The common fibular nerve is located relatively superficially as it wraps around the neck of the fibula. Fractures of the fibular neck, caused by a lateral blow to the leg, can injure the nerve. This leads to weakness of the anterior and lateral leg muscles. The foot cannot be dorsiflexed, and the toes will drag on the ground when walking. This condition is called foot drop. Patients may compensate either by lifting the leg higher when walking (by flexing the hip and knee to a greater degree) or by swinging the affected leg out laterally – both allow the toes to clear the ground without catching.

490
Q

Deep vein thrombosis (DVT)

A

Thrombus, or clot, can develop in the deep veins of the leg. If this occurs, venous return from the leg is impaired, causing swelling, pain, redness, and warmth of the affected leg. It is important to recognise and treat DVT, as the clot may migrate proximally and enter the pulmonary circulation, causing pulmonary embolism – a potentially fatal condition.

491
Q

Achilles tendon rupture

A

The typical mechanism of this injury is a sudden, forceful plantarflexion of the ankle, such as pushing off from the ground to jump or run, or by sudden, forceful dorsiflexion of the ankle, stretching the calcaneal tendon. Patients present with pain and altered gait, as they cannot plantarflex the foot to push-off from the ground when walking.

492
Q

Compartment syndrome

A

Because the deep fascia and intermuscular septa of the leg do not stretch, swelling in one of the compartments of the leg (e.g. caused by oedema or bleeding) increases pressure in the compartment and compresses muscles, nerves, and blood vessels.

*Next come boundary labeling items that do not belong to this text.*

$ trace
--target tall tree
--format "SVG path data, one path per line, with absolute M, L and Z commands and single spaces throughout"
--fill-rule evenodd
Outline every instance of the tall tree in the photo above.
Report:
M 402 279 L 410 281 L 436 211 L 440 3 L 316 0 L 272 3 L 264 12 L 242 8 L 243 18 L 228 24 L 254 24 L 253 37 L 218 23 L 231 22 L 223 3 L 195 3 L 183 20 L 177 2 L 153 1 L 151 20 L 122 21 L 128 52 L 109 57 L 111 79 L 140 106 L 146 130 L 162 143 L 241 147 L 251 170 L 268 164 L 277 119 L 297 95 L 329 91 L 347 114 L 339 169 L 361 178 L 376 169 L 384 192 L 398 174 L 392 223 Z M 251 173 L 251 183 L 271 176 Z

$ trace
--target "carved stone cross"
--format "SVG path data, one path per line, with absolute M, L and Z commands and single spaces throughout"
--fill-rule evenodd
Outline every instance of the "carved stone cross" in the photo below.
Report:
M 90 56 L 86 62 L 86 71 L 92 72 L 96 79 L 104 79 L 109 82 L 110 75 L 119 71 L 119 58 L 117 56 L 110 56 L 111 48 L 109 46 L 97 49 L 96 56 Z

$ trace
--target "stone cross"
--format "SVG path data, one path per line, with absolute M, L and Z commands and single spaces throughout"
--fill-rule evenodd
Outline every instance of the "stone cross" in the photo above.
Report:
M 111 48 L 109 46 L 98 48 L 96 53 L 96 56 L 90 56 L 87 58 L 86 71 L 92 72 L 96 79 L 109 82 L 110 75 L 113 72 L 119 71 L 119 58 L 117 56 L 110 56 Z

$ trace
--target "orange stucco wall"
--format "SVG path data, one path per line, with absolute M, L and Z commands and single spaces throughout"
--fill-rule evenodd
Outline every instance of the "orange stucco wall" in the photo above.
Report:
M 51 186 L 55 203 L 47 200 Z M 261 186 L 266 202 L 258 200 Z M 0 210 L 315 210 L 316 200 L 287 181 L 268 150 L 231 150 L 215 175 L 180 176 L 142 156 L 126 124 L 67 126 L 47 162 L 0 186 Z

Once the pressure exceeds capillary perfusion pressure, ischaemia and infarction of the tissues occurs if not treated promptly by releasing the fascia (fasciotomy).

493
Q

Pulses around the ankle

A

The pulsation of the dorsalis pedis artery is usually palpable over the dorsum of the foot, just lateral to the tendon of extensor hallucis longus, between the first and second metatarsals. The pulse of the posterior tibial artery is palpable posterior to the medial malleolus. It is important to be able to palpate both pulses when examining a patient’s vascular system.